Singaraja, 30 Mei 2025— Tim peneliti Program Studi Biologi, Universitas Pendidikan Ganesha (Undiksha), melakukan penelitian tentang karakterisasi molekuler rizobakteri serta potensinya dalam meningkatkan viabilitas dan pertumbuhan biji Anggur Bali (Vitis vinifera L.) yang didanai oleh DPPM . Penelitian ini diketuai oleh Dr. Ida Ayu Putu Suryanti, S.Si., M.Si., dengan anggota Dr. Ni Luh Putu Manik, S.Si., M.Kes. dan Jean Nihana Manalu, S.P., M.Si., serta melibatkan mahasiswa Prodi Biologi Undiksha.
Penelitian ini dilatarbelakangi oleh pentingnya pengembangan Anggur Bali sebagai komoditas hortikultura unggulan yang memiliki nilai ekonomi tinggi, namun masih menghadapi kendala pada fase awal pertumbuhan, khususnya rendahnya viabilitas biji dan ketidakteraturan perkecambahan. Untuk mengatasi permasalahan tersebut, tim peneliti memanfaatkan potensi rizobakteri, yaitu mikroorganisme yang hidup di sekitar perakaran tanaman dan berperan penting dalam mendukung pertumbuhan tanaman.
Penelitian ini bertujuan mengatasi rendahnya viabilitas dan pertumbuhan awal biji Anggur Bali melalui pemanfaatan rizobakteri sebagai plant growth promoting rhizobacteria (PGPR). Melalui pendekatan molekuler, tim peneliti berhasil mengidentifikasi isolat rizobakteri potensial yang mampu mendukung perkecambahan dan pertumbuhan awal tanaman.
Keterlibatan mahasiswa Program Studi Biologi Undiksha dalam penelitian ini menjadi bagian penting dari proses pembelajaran berbasis riset. Mahasiswa tidak hanya terlibat dalam kegiatan laboratorium dan analisis molekuler, tetapi juga memperoleh pengalaman langsung dalam penelitian mikrobiologi dan bioteknologi pertanian.
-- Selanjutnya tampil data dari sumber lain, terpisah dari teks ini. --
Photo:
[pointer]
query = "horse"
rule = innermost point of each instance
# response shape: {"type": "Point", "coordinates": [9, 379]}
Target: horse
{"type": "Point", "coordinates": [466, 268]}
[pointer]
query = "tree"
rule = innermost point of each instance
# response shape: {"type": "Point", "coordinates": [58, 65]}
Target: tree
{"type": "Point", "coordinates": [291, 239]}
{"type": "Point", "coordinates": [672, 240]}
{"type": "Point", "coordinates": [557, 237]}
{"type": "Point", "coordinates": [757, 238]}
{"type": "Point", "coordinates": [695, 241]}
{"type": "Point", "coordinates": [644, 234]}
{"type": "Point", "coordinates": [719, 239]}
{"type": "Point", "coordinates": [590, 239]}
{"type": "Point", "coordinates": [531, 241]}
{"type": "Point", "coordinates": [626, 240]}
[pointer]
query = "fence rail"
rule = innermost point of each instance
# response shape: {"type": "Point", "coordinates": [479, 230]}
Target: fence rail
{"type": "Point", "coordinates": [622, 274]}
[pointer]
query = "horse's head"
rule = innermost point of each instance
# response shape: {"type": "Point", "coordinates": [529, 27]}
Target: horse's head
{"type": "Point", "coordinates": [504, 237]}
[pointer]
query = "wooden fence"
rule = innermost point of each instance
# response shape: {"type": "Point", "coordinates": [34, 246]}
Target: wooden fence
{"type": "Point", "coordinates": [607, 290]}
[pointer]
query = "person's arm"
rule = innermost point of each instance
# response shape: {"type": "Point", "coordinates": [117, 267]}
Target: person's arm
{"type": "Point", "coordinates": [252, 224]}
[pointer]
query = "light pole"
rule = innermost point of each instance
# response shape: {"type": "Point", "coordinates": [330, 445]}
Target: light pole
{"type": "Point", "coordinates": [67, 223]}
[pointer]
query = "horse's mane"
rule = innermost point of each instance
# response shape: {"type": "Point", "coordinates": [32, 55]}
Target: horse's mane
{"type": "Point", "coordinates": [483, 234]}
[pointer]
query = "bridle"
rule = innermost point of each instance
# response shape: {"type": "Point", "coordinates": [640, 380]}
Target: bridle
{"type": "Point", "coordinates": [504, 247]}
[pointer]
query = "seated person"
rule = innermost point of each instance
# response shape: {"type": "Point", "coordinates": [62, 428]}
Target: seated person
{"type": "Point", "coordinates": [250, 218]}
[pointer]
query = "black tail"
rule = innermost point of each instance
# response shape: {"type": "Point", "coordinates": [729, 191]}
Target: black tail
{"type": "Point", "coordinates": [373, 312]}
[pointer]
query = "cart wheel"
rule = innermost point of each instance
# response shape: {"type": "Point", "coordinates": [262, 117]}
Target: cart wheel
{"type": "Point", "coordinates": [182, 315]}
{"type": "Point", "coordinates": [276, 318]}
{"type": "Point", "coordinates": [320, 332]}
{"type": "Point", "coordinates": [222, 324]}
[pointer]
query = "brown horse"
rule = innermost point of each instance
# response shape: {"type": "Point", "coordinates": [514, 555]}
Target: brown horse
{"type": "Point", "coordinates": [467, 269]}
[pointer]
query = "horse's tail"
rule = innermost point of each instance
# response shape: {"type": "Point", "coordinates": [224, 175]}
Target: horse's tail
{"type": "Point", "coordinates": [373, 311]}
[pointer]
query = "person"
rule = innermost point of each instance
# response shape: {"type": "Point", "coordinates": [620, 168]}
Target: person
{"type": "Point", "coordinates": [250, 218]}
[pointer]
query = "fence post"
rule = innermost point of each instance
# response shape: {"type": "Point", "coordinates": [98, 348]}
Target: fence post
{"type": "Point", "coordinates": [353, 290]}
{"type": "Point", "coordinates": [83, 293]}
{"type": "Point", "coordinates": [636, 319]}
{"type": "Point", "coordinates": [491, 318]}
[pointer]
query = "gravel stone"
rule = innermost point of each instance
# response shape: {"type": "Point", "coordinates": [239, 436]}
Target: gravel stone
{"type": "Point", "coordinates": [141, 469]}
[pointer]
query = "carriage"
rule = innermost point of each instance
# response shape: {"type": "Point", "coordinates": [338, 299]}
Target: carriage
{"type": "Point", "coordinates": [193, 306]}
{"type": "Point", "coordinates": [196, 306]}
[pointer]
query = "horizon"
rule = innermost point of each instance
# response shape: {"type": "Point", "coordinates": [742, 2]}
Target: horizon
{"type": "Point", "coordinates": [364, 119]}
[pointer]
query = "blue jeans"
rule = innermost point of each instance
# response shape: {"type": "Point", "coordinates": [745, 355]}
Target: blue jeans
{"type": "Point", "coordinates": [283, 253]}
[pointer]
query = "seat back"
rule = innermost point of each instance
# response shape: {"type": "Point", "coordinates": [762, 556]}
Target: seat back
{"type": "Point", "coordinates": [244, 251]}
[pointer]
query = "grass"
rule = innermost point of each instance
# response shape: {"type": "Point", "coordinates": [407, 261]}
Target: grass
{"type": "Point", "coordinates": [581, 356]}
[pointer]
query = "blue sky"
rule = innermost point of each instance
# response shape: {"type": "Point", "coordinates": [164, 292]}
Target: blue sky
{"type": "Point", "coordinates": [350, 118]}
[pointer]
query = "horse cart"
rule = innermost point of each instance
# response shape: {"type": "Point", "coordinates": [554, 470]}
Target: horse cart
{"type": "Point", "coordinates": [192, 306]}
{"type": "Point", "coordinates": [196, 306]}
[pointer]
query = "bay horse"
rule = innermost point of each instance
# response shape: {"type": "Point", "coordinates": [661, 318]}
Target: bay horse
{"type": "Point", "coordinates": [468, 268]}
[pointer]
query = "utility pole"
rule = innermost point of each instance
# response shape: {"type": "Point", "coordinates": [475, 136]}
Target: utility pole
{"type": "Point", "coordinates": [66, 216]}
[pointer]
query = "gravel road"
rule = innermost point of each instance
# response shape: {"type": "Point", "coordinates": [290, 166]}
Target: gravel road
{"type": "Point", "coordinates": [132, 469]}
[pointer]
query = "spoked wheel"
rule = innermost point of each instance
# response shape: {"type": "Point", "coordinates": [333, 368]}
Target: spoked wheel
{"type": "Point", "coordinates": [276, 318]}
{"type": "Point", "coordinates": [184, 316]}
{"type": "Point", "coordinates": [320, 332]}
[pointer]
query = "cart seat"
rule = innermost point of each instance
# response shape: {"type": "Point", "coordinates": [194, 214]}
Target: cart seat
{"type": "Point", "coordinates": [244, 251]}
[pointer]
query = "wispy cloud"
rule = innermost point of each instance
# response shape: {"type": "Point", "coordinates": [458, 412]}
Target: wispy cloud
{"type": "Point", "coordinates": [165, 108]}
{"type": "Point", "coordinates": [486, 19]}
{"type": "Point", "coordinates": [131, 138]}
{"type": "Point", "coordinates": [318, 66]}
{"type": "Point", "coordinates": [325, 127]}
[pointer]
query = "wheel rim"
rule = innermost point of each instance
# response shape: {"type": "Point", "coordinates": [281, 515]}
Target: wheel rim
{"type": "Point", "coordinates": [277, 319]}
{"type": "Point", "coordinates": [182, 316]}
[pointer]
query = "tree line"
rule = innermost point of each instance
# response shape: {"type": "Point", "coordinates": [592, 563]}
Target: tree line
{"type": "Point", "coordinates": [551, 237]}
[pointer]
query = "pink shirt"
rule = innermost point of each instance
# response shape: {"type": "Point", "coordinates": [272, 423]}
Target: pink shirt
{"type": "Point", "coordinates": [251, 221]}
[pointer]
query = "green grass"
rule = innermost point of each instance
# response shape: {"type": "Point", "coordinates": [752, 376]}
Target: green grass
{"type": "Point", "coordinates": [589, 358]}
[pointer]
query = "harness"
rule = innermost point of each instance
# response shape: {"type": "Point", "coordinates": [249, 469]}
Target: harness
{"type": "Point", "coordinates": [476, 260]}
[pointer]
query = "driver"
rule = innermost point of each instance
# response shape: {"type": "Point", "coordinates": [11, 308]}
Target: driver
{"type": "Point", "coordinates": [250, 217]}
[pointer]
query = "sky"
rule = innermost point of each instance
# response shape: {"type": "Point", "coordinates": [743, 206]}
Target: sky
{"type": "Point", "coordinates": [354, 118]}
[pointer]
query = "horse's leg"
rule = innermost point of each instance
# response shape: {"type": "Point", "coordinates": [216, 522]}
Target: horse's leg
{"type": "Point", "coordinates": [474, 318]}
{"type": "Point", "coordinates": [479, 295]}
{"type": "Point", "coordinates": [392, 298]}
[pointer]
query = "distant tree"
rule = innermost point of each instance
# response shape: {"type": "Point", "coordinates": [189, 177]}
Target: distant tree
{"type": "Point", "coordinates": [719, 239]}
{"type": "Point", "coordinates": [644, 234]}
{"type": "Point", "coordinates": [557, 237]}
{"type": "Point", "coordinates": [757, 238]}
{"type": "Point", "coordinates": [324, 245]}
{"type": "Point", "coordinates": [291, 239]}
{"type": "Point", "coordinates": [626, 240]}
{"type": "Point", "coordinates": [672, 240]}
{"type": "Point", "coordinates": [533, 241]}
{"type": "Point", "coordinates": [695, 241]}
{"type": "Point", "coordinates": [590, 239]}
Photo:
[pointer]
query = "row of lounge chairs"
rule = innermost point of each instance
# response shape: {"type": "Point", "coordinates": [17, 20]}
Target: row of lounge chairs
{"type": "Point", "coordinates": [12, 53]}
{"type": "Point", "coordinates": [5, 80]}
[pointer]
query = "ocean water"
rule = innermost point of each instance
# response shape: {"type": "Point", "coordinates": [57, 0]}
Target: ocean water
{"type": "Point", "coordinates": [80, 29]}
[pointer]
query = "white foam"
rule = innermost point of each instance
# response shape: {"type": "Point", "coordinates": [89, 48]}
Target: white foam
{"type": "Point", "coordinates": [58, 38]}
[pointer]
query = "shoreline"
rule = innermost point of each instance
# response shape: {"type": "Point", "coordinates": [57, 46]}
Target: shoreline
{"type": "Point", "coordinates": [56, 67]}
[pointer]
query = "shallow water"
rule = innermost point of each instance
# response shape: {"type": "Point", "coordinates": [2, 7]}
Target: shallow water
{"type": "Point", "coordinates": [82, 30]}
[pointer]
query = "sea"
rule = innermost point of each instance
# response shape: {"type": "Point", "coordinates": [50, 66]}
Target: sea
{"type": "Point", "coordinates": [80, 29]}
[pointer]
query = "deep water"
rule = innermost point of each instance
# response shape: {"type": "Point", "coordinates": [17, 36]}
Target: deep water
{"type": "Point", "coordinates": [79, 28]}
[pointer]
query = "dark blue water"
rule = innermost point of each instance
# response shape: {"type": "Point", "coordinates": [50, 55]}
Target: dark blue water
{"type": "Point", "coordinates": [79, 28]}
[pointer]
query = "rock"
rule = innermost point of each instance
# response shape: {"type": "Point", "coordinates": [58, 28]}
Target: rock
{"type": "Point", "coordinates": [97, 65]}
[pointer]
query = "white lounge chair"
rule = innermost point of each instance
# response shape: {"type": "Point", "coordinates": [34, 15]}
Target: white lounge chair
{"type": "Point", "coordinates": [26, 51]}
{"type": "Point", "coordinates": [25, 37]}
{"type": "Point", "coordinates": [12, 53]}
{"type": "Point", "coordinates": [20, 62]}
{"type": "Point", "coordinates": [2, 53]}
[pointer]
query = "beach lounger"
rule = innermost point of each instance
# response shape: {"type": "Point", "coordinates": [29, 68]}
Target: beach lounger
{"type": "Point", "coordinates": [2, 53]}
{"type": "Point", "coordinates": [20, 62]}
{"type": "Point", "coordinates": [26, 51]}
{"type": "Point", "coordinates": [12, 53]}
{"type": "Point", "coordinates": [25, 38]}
Ketua tim peneliti, Dr. Ida Ayu Putu Suryanti, menyampaikan bahwa penelitian ini diharapkan dapat menjadi dasar pengembangan agen hayati ramah lingkungan untuk mendukung budidaya Anggur Bali secara berkelanjutan. Selain meningkatkan produktivitas tanaman, pemanfaatan rizobakteri juga berpotensi mengurangi ketergantungan terhadap pupuk kimia.
Kegiatan penelitian ini didanai oleh DRPTM Kemdiktisaintek Tahun 2025. Melalui penelitian ini, Undiksha terus menunjukkan komitmennya dalam mengembangkan riset inovatif yang mendukung pertanian berkelanjutan sekaligus memperkuat peran perguruan tinggi dalam pemberdayaan sumber daya lokal.